Jean-Michel Fustin1,2, Shiqi Ye3, Christin Rakers4, Kensuke Kaneko5, Kazuki Fukumoto3, Mayu Yamano3, Marijke Versteven6, Ellen Grünewald7, Samantha J Cargill7, T Katherine Tamai8, Yao Xu9, Maria Luísa Jabbur9, Rika Kojima10, Melisa L Lamberti11, Kumiko Yoshioka-Kobayashi12, David Whitmore13, Stephanie Tammam14, P Lynne Howell14,15, Ryoichiro Kageyama12, Takuya Matsuo16, Ralf Stanewsky6, Diego A Golombek11, Carl Hirschie Johnson9, Hideaki Kakeya5, Gerben van Ooijen7, Hitoshi Okamura17,18.   

Abstract

The methyl cycle is a universal metabolic pathway providing methyl groups for the methylation of nuclei acids and proteins, regulating all aspects of cellular physiology.
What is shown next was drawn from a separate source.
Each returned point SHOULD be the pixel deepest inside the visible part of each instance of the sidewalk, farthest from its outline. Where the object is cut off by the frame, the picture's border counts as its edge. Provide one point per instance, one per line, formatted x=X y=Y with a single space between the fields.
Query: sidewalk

We have previously shown that methyl cycle inhibition in mammals strongly affects circadian rhythms. Since the methyl cycle and circadian clocks have evolved early during evolution and operate in organisms across the tree of life, we sought to determine whether the link between the two is also conserved. Here, we show that methyl cycle inhibition affects biological rhythms in species ranging from unicellular algae to humans, separated by more than 1 billion years of evolution. In contrast, the cyanobacterial clock is resistant to methyl cycle inhibition, although we demonstrate that methylations themselves regulate circadian rhythms in this organism. Mammalian cells with a rewired bacteria-like methyl cycle are protected, like cyanobacteria, from methyl cycle inhibition, providing interesting new possibilities for the treatment of methylation deficiencies.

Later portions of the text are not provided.